My practical template

This is the kind of note I want near the work:

Context: public traffic looked down on one origin, but the service was partially balanced elsewhere.
Intent: verify whether this is a real global drop or only a per-origin distribution change.
Rationale: checking the summed public path first avoids "fixing" a healthy balance event as if it were an outage.

That template works for code, dashboards, browser automation, one-off reports, and production runbooks.

A small diagram of the decision path

Context logging flow diagram

The point of that flow is simple: I want the note *before* I accumulate terminal tabs, ad hoc commands, and screenshots I will not be able to explain later.

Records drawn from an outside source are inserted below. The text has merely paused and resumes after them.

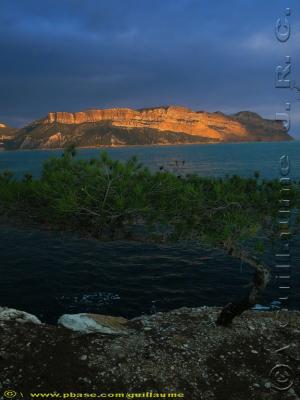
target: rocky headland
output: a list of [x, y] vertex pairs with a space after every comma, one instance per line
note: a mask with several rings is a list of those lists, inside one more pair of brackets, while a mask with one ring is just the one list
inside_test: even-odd
[[166, 145], [292, 140], [280, 121], [249, 111], [233, 115], [168, 106], [140, 110], [50, 112], [19, 129], [7, 149]]

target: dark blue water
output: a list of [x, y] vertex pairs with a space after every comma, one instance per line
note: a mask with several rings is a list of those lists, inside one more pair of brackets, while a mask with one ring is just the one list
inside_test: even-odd
[[[42, 162], [58, 151], [0, 153], [0, 169], [39, 175]], [[79, 150], [89, 158], [99, 149]], [[137, 154], [152, 169], [164, 165], [201, 175], [279, 177], [278, 160], [288, 154], [292, 177], [300, 179], [300, 142], [109, 149], [113, 158]], [[291, 308], [300, 308], [300, 240], [292, 246]], [[75, 235], [0, 226], [0, 305], [55, 322], [65, 312], [133, 317], [181, 306], [224, 305], [245, 293], [252, 271], [220, 252], [195, 243], [172, 246], [99, 243]], [[272, 253], [266, 255], [274, 266]], [[280, 293], [273, 279], [262, 303]]]
[[[88, 159], [97, 156], [100, 151], [100, 149], [79, 149], [78, 156]], [[112, 158], [119, 160], [127, 160], [132, 155], [137, 155], [139, 160], [152, 170], [164, 166], [169, 171], [197, 172], [202, 176], [226, 174], [252, 176], [254, 171], [259, 170], [266, 179], [279, 176], [279, 159], [287, 154], [291, 162], [291, 177], [300, 180], [300, 141], [134, 146], [108, 148], [107, 151]], [[0, 171], [9, 169], [18, 176], [22, 176], [25, 172], [38, 176], [43, 161], [61, 153], [60, 150], [0, 152]]]

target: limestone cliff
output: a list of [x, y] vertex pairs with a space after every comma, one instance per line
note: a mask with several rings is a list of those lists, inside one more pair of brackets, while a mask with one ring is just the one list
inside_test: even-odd
[[169, 106], [51, 112], [20, 130], [16, 147], [54, 148], [292, 140], [281, 122], [258, 114], [192, 111]]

The command trail I usually keep

I do not dump every command. I keep the commands that define the reasoning path:

# 1. Confirm the public symptom
curl -I https://example-service.invalid/health

# 2. Check whether the issue is global or isolated
kubectl get pods -n example-namespace -o wide

# 3. Preserve the before-state artifact
kubectl get deployment example -n example-namespace -o yaml > before.yaml

# 4. Check the data source behind the alert
python3 inspect-metric-source.py --metric service_request_rate

This is enough to reconstruct the investigation later without pretending the shell history is documentation.

Failure case: when I skip the note

When I skip the note, the same bad pattern appears:

  • the artifact folder contains files but not their meaning
  • the dashboard screenshot exists but not why it mattered
  • the final fix is remembered as "obvious"
  • the next operator repeats the discarded approach first

That is how harmless-looking cleanup becomes accidental regression.

What this changes when AI agents are involved

AI agents amplify the value of explicit context because they can move faster than humans through the same investigation surface.

That is useful only if the task is bounded clearly enough that the agent is not inventing the contract while it works.

Without a context note:

  • the agent may optimize the wrong thing
  • a saved artifact may be treated as authoritative when it was only a probe
  • a fallback path may be removed because it looks redundant

With a context note, the agent is executing inside a known frame.

A simple operator checklist

Before touching a live-adjacent system, I now want:

  • one sentence for the symptom
  • one sentence for the intended outcome
  • one sentence for why this path is the least risky
  • one artifact that captures the before-state

That is a very low bar, but it removes a surprising amount of confusion.

What I'd do differently now

I used to think I needed "full documentation" before any of this would help. I no longer believe that.

What I would do differently now is start with a tiny Context / Intent / Rationale note first, then let the richer artifacts accumulate around it. Small, explicit notes beat larger undocumented piles of output every time.